Bosses at Rangers Football Club are embroiled in a fresh merchandise deal row with Sports Direct and Newcastle United owner Mike Ashley, less than three months after a High Court judge said both sides should “try to make peace”.

In a High Court hearing in London in late July, Mr Justice Phillips was told a dispute over the terms of the deal had been settled.

But lawyers representing the two sides were back at the court on Wednesday after Mr Ashley complained of a breach of contract by Rangers.

Bosses at Rangers dispute the complaint.

Mr Justice Phillips heard in July how a deal, which allows a company in the Sports Direct group to sell replica Rangers kits and other branded products, was expiring.

Mike AshleyMike Ashley and his company Sports Direct are embroiled in High Court action with Rangers (PA)

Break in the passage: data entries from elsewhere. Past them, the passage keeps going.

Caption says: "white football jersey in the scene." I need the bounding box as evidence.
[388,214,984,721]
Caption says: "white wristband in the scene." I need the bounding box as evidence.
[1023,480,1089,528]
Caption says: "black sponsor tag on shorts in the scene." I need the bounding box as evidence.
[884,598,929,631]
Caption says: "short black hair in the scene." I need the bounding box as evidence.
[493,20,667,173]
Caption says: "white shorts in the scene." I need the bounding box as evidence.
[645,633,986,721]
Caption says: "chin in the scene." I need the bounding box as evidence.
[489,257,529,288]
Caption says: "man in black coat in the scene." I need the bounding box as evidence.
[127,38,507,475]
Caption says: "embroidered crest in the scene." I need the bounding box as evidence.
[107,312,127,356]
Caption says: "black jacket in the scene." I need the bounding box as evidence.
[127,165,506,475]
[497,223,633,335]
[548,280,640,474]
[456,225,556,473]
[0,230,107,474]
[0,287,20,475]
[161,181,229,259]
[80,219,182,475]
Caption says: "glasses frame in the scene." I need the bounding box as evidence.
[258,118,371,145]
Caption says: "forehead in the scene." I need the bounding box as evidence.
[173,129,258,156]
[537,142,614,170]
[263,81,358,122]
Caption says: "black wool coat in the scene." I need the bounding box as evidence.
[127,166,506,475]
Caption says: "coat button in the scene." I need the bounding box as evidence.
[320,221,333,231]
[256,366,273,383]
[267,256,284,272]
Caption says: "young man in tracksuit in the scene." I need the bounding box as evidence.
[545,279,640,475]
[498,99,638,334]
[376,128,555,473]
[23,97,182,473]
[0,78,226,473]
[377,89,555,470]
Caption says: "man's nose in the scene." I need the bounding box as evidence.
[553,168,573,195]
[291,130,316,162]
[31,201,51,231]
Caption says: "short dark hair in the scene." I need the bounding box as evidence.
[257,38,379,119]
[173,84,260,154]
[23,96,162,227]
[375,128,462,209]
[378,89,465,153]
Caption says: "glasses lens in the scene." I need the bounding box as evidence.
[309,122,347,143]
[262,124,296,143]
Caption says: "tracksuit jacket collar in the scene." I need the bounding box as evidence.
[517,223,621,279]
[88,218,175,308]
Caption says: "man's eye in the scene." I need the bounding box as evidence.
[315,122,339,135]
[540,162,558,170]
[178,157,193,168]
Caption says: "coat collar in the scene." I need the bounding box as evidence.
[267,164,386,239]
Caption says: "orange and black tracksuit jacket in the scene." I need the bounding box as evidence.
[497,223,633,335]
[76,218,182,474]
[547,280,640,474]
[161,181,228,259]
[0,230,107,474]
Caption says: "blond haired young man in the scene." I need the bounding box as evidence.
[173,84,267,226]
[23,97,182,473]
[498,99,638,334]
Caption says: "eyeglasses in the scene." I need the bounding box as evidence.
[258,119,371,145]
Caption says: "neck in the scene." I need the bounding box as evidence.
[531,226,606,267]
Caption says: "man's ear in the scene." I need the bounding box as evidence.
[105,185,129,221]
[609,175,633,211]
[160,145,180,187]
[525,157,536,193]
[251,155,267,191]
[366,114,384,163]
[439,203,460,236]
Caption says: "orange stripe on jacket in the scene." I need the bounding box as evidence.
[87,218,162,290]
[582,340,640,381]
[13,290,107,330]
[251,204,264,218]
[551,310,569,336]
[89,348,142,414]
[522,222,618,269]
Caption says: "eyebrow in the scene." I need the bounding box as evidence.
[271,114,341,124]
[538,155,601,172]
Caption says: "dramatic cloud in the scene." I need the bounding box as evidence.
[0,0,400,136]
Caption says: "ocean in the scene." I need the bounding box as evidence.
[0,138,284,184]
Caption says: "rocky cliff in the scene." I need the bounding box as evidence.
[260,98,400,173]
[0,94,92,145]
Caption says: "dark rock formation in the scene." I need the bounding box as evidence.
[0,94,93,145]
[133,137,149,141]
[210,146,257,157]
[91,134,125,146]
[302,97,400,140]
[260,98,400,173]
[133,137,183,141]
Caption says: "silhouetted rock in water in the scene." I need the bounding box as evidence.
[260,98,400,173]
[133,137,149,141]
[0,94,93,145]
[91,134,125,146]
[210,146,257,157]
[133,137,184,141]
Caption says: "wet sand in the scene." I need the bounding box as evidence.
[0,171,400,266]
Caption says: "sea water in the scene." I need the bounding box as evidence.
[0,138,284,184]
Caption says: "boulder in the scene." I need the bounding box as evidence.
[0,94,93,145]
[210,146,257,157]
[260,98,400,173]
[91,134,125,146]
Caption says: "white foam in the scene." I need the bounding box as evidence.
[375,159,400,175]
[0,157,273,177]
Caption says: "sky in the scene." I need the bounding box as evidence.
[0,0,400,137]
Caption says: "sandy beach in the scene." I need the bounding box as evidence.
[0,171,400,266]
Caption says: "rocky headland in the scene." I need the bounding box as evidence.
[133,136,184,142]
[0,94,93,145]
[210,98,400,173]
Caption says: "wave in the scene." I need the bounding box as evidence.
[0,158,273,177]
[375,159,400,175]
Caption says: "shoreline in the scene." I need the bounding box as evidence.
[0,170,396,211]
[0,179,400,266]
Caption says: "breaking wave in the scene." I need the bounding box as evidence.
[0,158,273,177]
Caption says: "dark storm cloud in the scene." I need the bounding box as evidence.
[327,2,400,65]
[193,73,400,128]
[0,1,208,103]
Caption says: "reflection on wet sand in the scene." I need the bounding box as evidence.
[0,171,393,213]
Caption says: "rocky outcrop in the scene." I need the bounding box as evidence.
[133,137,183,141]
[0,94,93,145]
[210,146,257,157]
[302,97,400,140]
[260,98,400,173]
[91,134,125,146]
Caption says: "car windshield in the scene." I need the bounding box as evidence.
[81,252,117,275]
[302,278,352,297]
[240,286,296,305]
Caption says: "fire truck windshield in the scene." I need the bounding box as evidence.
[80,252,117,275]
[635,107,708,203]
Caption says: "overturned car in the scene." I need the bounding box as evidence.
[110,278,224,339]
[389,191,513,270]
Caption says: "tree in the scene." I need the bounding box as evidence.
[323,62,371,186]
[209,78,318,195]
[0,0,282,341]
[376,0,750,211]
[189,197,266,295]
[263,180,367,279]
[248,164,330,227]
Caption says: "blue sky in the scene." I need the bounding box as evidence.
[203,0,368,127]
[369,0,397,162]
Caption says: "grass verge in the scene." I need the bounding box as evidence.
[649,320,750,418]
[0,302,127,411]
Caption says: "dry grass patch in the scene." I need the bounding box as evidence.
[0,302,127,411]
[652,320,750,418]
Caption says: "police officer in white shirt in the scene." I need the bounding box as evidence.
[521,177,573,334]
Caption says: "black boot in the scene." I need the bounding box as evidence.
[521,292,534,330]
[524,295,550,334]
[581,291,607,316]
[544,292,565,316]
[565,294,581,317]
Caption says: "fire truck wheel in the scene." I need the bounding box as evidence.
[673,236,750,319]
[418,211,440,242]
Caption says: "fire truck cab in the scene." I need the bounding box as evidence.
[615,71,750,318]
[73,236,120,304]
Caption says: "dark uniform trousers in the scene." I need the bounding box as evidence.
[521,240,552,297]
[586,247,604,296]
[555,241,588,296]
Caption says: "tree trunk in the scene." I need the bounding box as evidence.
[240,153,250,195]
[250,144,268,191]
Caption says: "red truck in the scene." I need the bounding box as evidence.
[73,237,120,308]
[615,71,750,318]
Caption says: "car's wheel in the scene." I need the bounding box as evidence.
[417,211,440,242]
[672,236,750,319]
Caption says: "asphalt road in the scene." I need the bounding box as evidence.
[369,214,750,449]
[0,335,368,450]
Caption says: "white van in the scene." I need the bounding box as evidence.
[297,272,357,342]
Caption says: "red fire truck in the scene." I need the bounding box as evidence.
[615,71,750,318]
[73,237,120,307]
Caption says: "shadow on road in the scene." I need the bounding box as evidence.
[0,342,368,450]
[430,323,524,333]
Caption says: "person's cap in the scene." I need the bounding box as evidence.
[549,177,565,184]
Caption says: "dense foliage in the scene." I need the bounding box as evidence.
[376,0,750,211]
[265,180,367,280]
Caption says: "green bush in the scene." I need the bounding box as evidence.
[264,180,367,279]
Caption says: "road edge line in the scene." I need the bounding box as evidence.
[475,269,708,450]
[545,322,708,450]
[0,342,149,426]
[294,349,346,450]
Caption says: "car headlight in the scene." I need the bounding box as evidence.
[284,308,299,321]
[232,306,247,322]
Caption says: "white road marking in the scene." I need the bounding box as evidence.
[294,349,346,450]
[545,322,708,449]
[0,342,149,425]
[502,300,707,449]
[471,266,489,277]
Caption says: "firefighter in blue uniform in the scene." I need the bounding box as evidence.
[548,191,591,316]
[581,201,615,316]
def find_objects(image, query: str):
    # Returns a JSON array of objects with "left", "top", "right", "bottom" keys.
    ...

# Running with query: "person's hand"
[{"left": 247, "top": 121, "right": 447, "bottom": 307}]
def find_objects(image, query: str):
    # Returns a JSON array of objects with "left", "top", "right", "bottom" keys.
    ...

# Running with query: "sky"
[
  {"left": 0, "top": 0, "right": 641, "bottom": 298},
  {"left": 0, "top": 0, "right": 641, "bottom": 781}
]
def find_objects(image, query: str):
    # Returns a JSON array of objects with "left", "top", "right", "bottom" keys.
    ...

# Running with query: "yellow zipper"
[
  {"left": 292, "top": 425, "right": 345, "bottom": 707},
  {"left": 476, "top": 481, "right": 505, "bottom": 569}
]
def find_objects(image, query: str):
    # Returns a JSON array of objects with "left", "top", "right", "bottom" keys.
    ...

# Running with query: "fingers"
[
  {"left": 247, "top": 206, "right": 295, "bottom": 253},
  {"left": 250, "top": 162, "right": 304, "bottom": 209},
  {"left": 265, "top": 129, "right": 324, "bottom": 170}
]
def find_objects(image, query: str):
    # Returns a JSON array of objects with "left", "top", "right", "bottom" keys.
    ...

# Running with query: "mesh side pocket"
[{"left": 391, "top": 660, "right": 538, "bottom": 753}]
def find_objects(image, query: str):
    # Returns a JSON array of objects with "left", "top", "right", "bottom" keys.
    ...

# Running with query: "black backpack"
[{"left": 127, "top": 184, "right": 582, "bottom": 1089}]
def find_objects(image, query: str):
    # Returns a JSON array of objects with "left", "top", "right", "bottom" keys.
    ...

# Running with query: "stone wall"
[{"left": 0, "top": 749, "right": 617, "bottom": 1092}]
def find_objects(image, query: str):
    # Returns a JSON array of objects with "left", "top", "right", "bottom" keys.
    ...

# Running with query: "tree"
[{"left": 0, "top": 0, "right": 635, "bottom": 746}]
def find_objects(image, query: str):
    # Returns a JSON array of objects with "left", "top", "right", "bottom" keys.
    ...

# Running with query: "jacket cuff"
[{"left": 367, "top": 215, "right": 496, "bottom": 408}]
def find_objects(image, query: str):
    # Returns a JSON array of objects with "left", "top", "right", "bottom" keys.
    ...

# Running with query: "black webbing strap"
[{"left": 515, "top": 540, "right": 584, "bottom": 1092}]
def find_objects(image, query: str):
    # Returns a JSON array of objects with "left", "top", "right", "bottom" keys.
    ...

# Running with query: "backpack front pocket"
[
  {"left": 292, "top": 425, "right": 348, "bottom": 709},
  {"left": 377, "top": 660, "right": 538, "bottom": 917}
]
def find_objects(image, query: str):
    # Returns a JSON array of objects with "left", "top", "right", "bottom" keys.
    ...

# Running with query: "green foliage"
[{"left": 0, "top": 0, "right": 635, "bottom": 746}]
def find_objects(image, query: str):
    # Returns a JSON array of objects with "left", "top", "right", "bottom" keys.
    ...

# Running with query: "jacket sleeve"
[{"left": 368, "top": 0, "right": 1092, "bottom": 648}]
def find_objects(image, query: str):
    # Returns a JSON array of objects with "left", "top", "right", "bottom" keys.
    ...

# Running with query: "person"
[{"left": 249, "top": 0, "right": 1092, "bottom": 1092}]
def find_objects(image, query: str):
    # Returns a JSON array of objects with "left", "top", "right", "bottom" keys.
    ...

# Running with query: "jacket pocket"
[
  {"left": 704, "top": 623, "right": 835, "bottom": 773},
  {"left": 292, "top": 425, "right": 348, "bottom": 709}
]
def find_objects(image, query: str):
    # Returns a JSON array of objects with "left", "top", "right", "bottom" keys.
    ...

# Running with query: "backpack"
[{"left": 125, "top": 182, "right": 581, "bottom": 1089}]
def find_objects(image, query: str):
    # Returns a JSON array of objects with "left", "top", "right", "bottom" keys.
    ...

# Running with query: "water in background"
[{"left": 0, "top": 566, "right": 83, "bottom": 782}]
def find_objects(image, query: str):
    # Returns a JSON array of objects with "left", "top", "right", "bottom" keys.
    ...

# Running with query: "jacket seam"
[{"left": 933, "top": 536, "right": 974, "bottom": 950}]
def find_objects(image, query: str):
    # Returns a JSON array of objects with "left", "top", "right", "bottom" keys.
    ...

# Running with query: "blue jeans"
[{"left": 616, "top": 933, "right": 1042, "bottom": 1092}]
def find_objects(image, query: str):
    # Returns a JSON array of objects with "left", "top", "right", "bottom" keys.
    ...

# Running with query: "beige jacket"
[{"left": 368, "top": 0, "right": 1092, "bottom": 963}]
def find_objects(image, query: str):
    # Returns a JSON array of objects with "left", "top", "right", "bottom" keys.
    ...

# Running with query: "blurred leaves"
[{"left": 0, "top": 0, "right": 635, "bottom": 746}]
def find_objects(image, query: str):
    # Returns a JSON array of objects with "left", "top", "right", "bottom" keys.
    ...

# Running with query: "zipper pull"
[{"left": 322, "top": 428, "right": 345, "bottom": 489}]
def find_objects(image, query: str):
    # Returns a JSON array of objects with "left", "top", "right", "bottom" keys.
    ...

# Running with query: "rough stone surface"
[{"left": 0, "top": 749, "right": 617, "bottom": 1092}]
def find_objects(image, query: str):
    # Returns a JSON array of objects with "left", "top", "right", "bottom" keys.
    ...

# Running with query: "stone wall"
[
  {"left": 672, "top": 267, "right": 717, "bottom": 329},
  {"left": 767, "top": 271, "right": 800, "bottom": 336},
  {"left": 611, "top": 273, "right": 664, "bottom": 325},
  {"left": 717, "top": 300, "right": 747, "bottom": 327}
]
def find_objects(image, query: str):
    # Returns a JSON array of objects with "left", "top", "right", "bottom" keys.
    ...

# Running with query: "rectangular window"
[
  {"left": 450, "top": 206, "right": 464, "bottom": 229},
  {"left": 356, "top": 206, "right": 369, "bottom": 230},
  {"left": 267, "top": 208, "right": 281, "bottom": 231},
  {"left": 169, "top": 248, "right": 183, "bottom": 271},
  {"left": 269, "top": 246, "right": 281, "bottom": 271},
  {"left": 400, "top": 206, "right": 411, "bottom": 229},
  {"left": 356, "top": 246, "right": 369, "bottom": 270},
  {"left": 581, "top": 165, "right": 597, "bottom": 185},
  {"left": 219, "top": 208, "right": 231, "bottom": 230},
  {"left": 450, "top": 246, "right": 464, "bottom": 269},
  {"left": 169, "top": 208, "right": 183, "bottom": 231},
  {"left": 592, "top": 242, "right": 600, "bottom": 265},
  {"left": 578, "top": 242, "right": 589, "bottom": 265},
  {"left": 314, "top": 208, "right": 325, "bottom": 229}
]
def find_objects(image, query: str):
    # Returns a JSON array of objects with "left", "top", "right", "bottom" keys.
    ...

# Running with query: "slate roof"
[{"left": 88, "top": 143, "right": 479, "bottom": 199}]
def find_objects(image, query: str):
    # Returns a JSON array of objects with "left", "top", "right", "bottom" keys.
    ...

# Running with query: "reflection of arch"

He had been told bosses at Rangers wanted to sign a new deal with a third party, but SDI Retail Services executives objected and said they should have a chance to match any new offer.

The judge had been due to analyse evidence about the meaning of a contract clause at a trial.

But lawyers representing both sides told him out-of-court agreements had been made.

The judge said Rangers had accepted claims made by SDI bosses.

He said Rangers and SDI were negotiating another deal, and added: “I would really have thought the time has come to try to make peace.”

The judge was told more than £500,000 had been spent on lawyers, with SDI running up legal costs of £350,000 and Rangers £185,000.

Mr Justice Phillips said Rangers’ bosses should pick up the vast majority of SDI’s legal bills as well as paying their own fees, adding SDI was “entitled to the costs”.

The latest dispute is being analysed by another judge, Mr Justice Teare.

Lawyers for SDI said Rangers had entered into an agreement with another company, following the hearing in late July, which was a breach of contract.

They said Rangers had defended “this conduct” on the basis of an argument about the construction of its agreement with SDI.